To check your Azure Logic Apps costs, navigate to Cost Management>Cost Analysis and select a scope that includes your Logic Apps, such as their resource group. The charges will vary based on criteria such as region and currency. The screen capture shows the total cost was less than $0.01 for approximately 20 runs of an Azure Logic App in my tenant.

Azure Logic Apps cost
The cost for an Azure Logic App that ran about 20 times was less than $0.01.

Why admins might want to use Azure Logic Apps

Azure Logic Apps occupy a sweet spot in the automation offerings of Microsoft by offering two main benefits for busy administrators: easy setup and lots of out-of-the-box connectors.

You construct an Azure Logic App with a workflow method and add parameters for each step.

Azure Logic App workflow
The workflow for a basic Azure Logic App sends a message in Slack when a new Trello card appears.

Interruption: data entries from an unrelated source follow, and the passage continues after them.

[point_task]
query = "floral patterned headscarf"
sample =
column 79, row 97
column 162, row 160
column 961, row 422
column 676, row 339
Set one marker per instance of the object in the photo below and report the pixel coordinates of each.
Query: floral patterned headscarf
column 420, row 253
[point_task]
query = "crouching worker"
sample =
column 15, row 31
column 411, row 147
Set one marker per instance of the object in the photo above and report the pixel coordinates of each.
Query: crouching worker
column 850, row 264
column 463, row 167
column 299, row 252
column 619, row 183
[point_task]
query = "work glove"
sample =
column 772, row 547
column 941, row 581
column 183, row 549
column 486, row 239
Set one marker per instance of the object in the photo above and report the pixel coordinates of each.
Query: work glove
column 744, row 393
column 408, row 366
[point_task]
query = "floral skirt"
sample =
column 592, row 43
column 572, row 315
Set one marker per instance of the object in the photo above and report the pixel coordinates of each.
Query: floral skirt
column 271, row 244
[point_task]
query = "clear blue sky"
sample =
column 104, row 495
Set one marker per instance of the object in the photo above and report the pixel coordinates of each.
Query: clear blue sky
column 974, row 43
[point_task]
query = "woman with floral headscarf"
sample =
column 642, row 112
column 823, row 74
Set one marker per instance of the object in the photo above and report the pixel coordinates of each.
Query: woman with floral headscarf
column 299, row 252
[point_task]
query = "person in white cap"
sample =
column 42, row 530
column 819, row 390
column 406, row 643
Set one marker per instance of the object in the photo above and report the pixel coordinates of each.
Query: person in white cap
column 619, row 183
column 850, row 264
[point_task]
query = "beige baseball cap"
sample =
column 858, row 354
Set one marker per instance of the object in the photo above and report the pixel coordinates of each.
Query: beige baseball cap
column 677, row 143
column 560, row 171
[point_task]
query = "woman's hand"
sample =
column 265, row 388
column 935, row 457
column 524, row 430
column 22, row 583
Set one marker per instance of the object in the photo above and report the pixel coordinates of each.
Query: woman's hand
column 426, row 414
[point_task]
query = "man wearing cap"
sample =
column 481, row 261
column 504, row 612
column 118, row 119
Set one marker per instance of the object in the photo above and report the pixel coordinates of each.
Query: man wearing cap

In this case, the Logic App checks for new cards on a Trello board and when it finds one, it sends a message in Slack. Microsoft designed Azure Logic Apps so output from actions go into a variable for use in the workflow; the variable is used to write a message in the Post Message action. The advantage of Azure Logic Apps is its simplicity; with practice, it is relatively easy to write a workflow in a short amount of time.

Another advantage behind Azure Logic Apps for your integration projects is the sheer number of connectors available. At time of publication, there are nearly 700 connectors for enterprise products, such as ITGlue, ServiceNow and Webex. With this growing library of connectors, you won't have to learn to work with a new API or write any code. The Azure Logic Apps engine takes care of the data format and tells you what to expect. The only real work involves setting up the authentication with the wizard and adding those actions to your workflow.

Azure Logic Apps are a good choice to build out process automation. They are easy to set up and billed on a reasonable consumption basis. For a large organization, the minimal cost and its low-code/no-code approach to implement these automated workflows make Azure Logic Apps worth a look.